In the field of commercial dishwashers—be they conveyor-type dishwashers having several liquid tanks or hood-type dishwashers or other stationery machines with only one liquid tank—it is necessary for fresh water to be introduced into the system at least at one point and for used washing water to be discharged from the system at least at one point. Since the fresh water is usually drawn from the public drinking water system or the like, it is at a comparatively low temperature which is not suitable for all dishwashing zones or dishwashing processes. Therefore, final rinsing can of course be performed with comparatively cold fresh water; however, at the latest when the water is intended to be used as cleaning water, for example, in the next dishwashing section of the washing water cascade in the case of a conveyor-type dishwasher or at a corresponding program point in the case of a batch dishwasher and, for example, with a detergent or the like admixed, low washing water temperatures of this kind are no longer sufficient.
If the washing water is now heated to the required temperature as is customary, the question arises of whether the heat remaining in the washing water after said washing water is used, for example by partial or complete replacement of the used washing water with fresh water, can be used.
In the case of commercial hood-type dishwashers, approximately 50% of the supplied thermal energy is discharged as lost heat in the form of heated waste water.
The remainder of the supplied thermal energy remains in the washware or is lost as a result of vapor discharge or the like.
It is known in the art to use the thermal energy in the waste water, before said waste water is discharged to the waste water system, by means of a heat exchanger in such a way that this heat in the outflowing waste water—physically separately from the fresh water—is at least partially transmitted to the supplied fresh water by means of a heat exchanger.
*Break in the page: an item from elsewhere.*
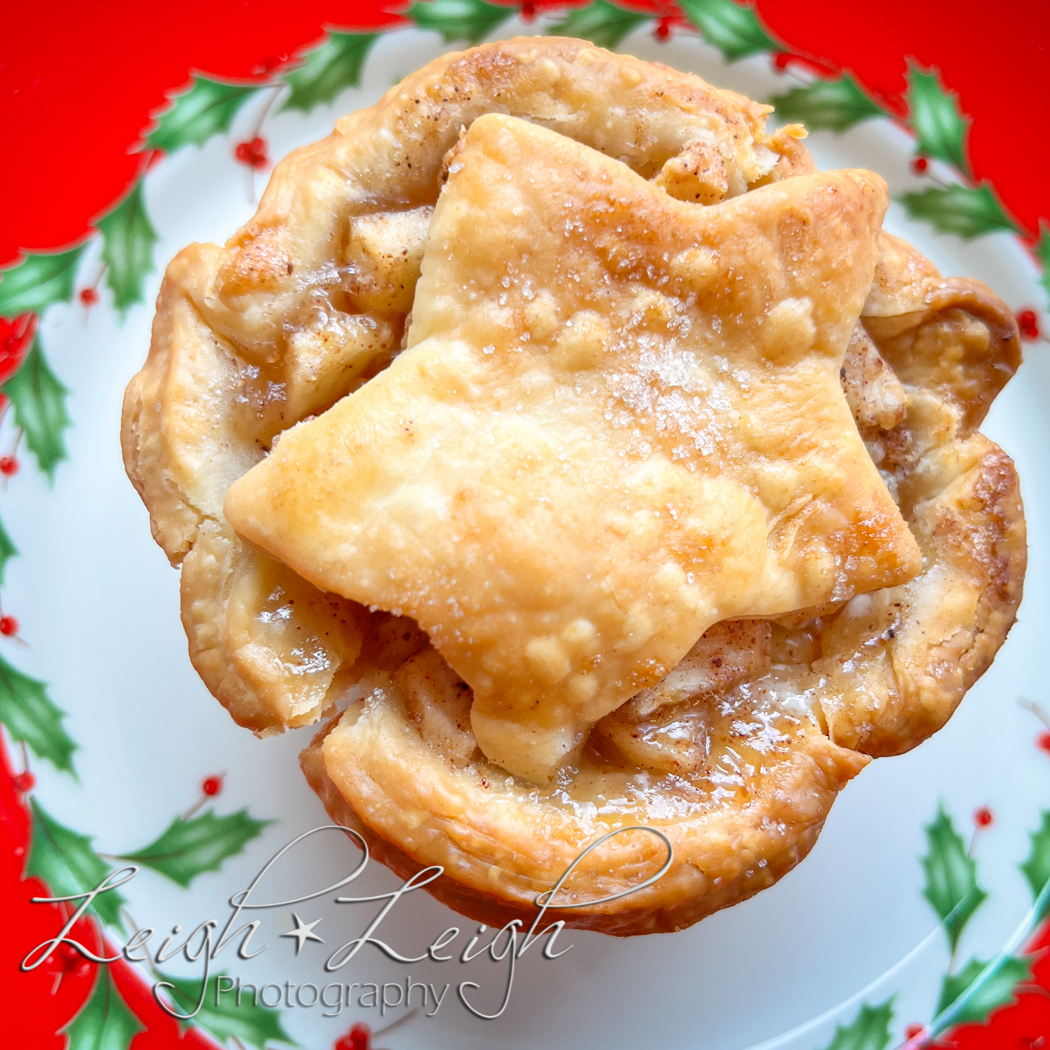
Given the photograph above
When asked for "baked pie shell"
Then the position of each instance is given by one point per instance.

The conventional solutions now have the disadvantage that they sometimes do not function reliably enough and, in particular, the waste water remains at a comparatively high temperature when introduced into the waste water system, as a result of which less thermal energy is emitted to the supplied fresh water. This is the result of, for example, heat exchangers which are composed of plastic materials often being used, these having a low thermal conductivity on account of the material used. In addition, plate-type heat exchangers or the like which are used can become clogged if the washing water is heavily soiled (food residues), wherein these food residues collect between the plates of the plate-type heat exchanger and block the liquid channel.
An excessively high waste water temperature is also disadvantageous in that it is not possible to comply with any existing local standards. For example, the US “Uniform Plumbing Code” specifies a maximum waste water temperature of 140° Fahrenheit (60° C.) wherein, if this auxiliary limit cannot be complied with, cold fresh water is often supplied to the waste water in order to comply with the required maximum waste water value.
The invention is therefore based on the object of specifying a dishwasher having a corresponding heat recovery device which operates more reliably than conventional solutions and at the same time has a good energy yield and can be produced in a cost-effective manner.